Guy exiting building.

Is the UK becoming a tax-haven?

10 October 2012. Published by Adam Craggs, Partner

The FT has recently reported (see “Favourable tax draws companies to Britain” - 7 October 2012)

… that at least twenty multinational companies are drawing up plans to move their regional or global headquarters to Britain over the next year after government efforts to increase the competitiveness of the UK’s business tax regime.

In from the cold

We reported in our blog in August (Companies move back in, but lightning won’t strike twice, 20 August 2012) that, against the backdrop of the huge success of the 2012 Olympics, HMRC had received some encouraging news that the extensive reforms introduced to the taxation of the foreign profits of companies over the last five years is starting to bear fruit. The FT’s article is further evidence of the fact that, for the big boys and girls of the corporate world at least, UK Plc is open for business.

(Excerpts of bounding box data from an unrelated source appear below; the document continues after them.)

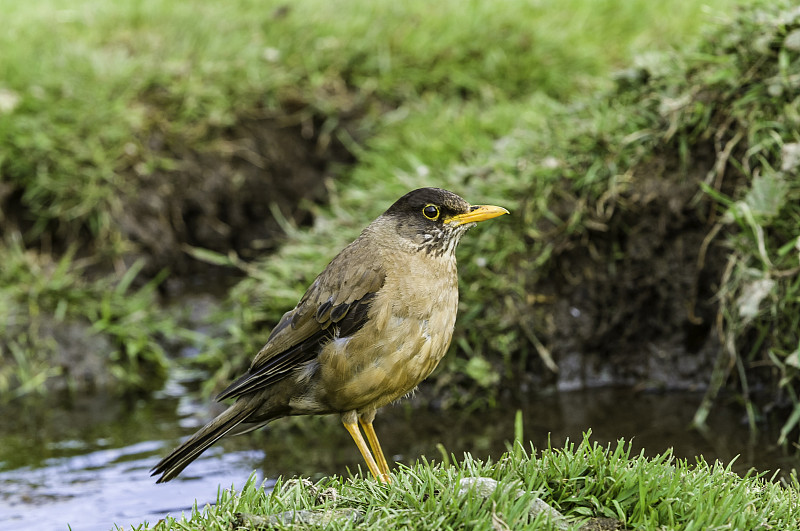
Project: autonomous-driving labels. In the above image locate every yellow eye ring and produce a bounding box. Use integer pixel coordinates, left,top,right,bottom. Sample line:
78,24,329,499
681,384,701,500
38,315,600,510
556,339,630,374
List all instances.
422,203,439,221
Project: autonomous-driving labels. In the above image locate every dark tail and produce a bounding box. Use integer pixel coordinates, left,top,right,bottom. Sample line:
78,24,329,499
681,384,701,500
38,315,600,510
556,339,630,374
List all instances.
150,400,253,483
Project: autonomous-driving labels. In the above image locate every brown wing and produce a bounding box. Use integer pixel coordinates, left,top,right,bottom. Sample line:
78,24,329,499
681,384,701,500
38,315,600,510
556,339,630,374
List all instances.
217,239,386,400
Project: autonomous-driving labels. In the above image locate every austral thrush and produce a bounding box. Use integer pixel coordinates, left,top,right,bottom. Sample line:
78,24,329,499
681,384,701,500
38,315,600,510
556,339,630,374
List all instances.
152,188,508,483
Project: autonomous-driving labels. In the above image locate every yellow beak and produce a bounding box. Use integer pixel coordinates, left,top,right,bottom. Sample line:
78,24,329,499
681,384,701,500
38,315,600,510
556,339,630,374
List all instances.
444,205,509,227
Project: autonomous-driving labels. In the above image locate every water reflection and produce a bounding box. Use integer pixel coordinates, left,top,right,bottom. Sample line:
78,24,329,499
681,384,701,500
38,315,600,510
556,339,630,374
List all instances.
0,388,800,530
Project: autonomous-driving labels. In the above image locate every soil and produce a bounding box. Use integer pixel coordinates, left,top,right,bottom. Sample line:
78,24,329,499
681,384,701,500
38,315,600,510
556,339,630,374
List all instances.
529,143,726,390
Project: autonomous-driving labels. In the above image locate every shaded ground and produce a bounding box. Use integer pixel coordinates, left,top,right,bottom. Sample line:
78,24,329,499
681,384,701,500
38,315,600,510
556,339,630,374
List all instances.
530,148,726,389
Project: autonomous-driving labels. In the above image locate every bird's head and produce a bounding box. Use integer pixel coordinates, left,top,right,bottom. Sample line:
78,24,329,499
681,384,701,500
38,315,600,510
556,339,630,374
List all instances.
376,188,508,256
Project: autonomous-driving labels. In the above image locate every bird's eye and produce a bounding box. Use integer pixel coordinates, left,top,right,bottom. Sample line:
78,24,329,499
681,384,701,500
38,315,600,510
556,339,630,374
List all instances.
422,205,439,221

The Treasury has been trying to entice multinational companies back to UK shores for some time. In March 2011, George Osborne unveiled a package of reforms for the corporate sector and set out a bold vision for a lower tax future:

Let it be heard clearly around the world – from Shanghai to Seattle, and from Stuttgart to Sao Paulo: Britain is open for business.

The Chancellor trumpeted the fact that his plans would give the UK the lowest rate of corporation tax in the G7 and that by 2014-15 the UK’s tax rate would be 16 per cent lower than America, 11 per cent less than France and 7 per cent lower than Germany (see Financial Times, “Chancellor shakes up UK corporation tax” – 23 March 2011).

Gaucke in the US

The FT’s article of 7 October reports that David Gaucke, the Exchequer Secretary to the Treasury, on a visit to Washington, has been promoting the advantages of the UK’s tax system to US companies such as Seadrill, an offshore drilling company and that the US is the biggest source of companies considering moving to the UK for tax reasons. Not surprisingly, the IRS has not reacted with enthusiasm to US companies being snapped up by UK Plc and has introduced new rules making it harder for US corporates to change their domicile.

Flight of the super-rich

The multinationals are clearly heeding the UK government’s siren calls to return to good old Blighty and they are not, it seems the only ones. As reported in the Metro (9 October 2012) homeowners in France are retreating to Britain to escape tax rises. The paper reported that the exodus of the super-rich has led to panic on the property market with more than 400 luxury homes in Paris put up for sale since May – double the same period last year. Many are fleeing Francois Hollande’s looming 75 per cent tax on earnings over £750,000 and the Metro recorded that David Cameron said he would “roll out the red carpet” to wealthy French citizens who wanted to pay taxes here.

Double standards

It is, no doubt, a laudable aim for the UK Exchequer to seek to encourage large corporates and the super-rich to relocate to the UK. It is interesting to contrast this policy with the government’s dislike of certain jurisdictions that are in its view tax-havens. Vince Cable, Business Secretary, recently pledged at the Liberal Democrats’ autumn conference to work with allies to close down tax-havens: “No one keeps their cash in tax-havens for the quality of investment advice; these are sunny places for shady people”.

It would appear that it is perfectly legitimate for the UK to seek to attract companies and wealthy individuals to the UK with relatively low tax rates, but if the likes of Monaco adopt a similar policy they are demonised!